Par conclusions du 21 novembre 2013 auxquelles il y a lieu de se référer, la SA BNP PARIBAS LEASE GROUP demande à la cour de confirmer le jugement déféré, de condamner M. X. aux dépens y compris ceux de la procédure de référé sursis ainsi qu'à lui payer la somme de 3.000 euros en application de l'article 700 du code de procédure civile, subsidiairement sur son appel provoqué, de condamner la SAS PARITEL TELECOM à lui payer la somme de 8.603,27 euros avec intérêts au taux légal à compter de l'arrêt à intervenir et de la condamner aux dépens ainsi qu'au paiement d'une somme de 3.000 euros en application de l'article 700 du code de procédure civile.
Par conclusions du 26 novembre 2013 auxquelles il y a lieu de se référer, la SAS PARITEL TELECOM demande à la cour de rejeter l'appel, de débouter M. X. de ses demandes, fins et conclusions, de confirmer le jugement déféré, de condamner M. X. à lui payer la somme de 2.500 euros en application de l'article 700 du code de procédure civile, et de rejeter l'appel provoqué formé à titre subsidiaire par la SA BNP PARIBAS LEASE GROUP.
MOTIFS (justification de la décision) (N.B. : mention ne figurant pas sur l’original)
VU LES PIÈCES DE LA PROCÉDURE :
SUR LES DISPOSITIONS INVOQUÉES DU CODE DE LA CONSOMMATION :
Attendu que M. X. affirme que démarché sur son lieu de travail par un représentant de la SAS PARITEL TELECOM, il ne lui a été remis aucun exemplaire du contrat sous prétexte qu'il devait le faire valider par sa hiérarchie, précise que le seul document en sa possession est celui que lui a adressé la SA BNP PARIBAS LEASE GROUP par courrier du 10 décembre 2009 et qu'ainsi les dispositions de l'article L. 121-1 du code de la consommation relatives au démarchage à domicile ont été méconnues, ce qui doit entraîner la nullité du contrat.
Qu'il soutient que ces dispositions lui sont applicables, en relevant qu'il a souscrit ce contrat indistinctement en qualité de garagiste et de personne physique, que le contrat souscrit ne porte pas sur son activité spécifique qui est celle de réparations mécaniques, et qu'il n'a pas accru son potentiel commercial.

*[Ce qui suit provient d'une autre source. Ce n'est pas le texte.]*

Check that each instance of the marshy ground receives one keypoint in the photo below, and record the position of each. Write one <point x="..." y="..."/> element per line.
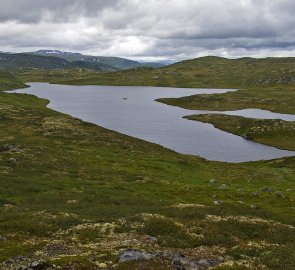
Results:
<point x="76" y="196"/>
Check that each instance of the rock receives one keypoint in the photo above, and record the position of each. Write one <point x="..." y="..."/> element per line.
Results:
<point x="2" y="239"/>
<point x="212" y="181"/>
<point x="24" y="263"/>
<point x="279" y="194"/>
<point x="102" y="265"/>
<point x="208" y="263"/>
<point x="13" y="161"/>
<point x="152" y="239"/>
<point x="5" y="147"/>
<point x="223" y="187"/>
<point x="267" y="189"/>
<point x="9" y="147"/>
<point x="37" y="265"/>
<point x="218" y="202"/>
<point x="255" y="194"/>
<point x="8" y="206"/>
<point x="133" y="255"/>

Qu'il soutient que les prestations n'ont pas été réalisées et se prévaut de l'article L. 311-31 du code de la consommation, selon lequel les obligations de l'emprunteur ne courent qu'à compter de la fourniture de la prestation.

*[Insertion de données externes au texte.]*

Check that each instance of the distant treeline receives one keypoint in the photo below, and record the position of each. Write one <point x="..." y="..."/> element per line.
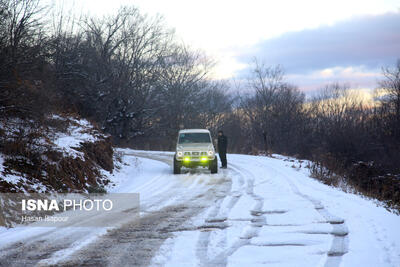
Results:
<point x="130" y="75"/>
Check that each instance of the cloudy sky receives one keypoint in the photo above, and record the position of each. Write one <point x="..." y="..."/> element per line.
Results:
<point x="315" y="41"/>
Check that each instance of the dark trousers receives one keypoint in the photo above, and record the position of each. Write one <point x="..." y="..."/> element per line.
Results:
<point x="222" y="156"/>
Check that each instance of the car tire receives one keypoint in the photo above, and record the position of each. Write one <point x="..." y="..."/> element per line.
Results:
<point x="177" y="166"/>
<point x="214" y="165"/>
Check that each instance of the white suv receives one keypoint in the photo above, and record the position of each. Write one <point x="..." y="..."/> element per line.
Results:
<point x="194" y="148"/>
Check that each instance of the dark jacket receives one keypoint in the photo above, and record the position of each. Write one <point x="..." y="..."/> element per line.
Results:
<point x="222" y="143"/>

Qu'il invoque les dispositions de l'article L. 121-1 relatives aux pratiques commerciales trompeuses, en ce qu'elles reposent sur des allégations ou présentations fausses ou de nature à induire en erreur.
Attendu qu'il résulte des dispositions de l'article L. 121-22-4° du code de la consommation que ne sont pas soumises aux dispositions régissant le démarchage à domicile « les ventes, locations ou locations-ventes de biens ou les prestations de services lorsqu'elles ont un rapport direct avec les activités exercées dans le cadre d'une exploitation agricole, industrielle, commerciale ou artisanale ou de toute autre profession ».
Que pour déterminer le champ d'application de cette exclusion, il n'y a pas lieu de rechercher si le professionnel a agi dans le domaine de sa sphère de compétence particulière, mais uniquement si le contrat a été souscrit pour les besoins de son activité professionnelle.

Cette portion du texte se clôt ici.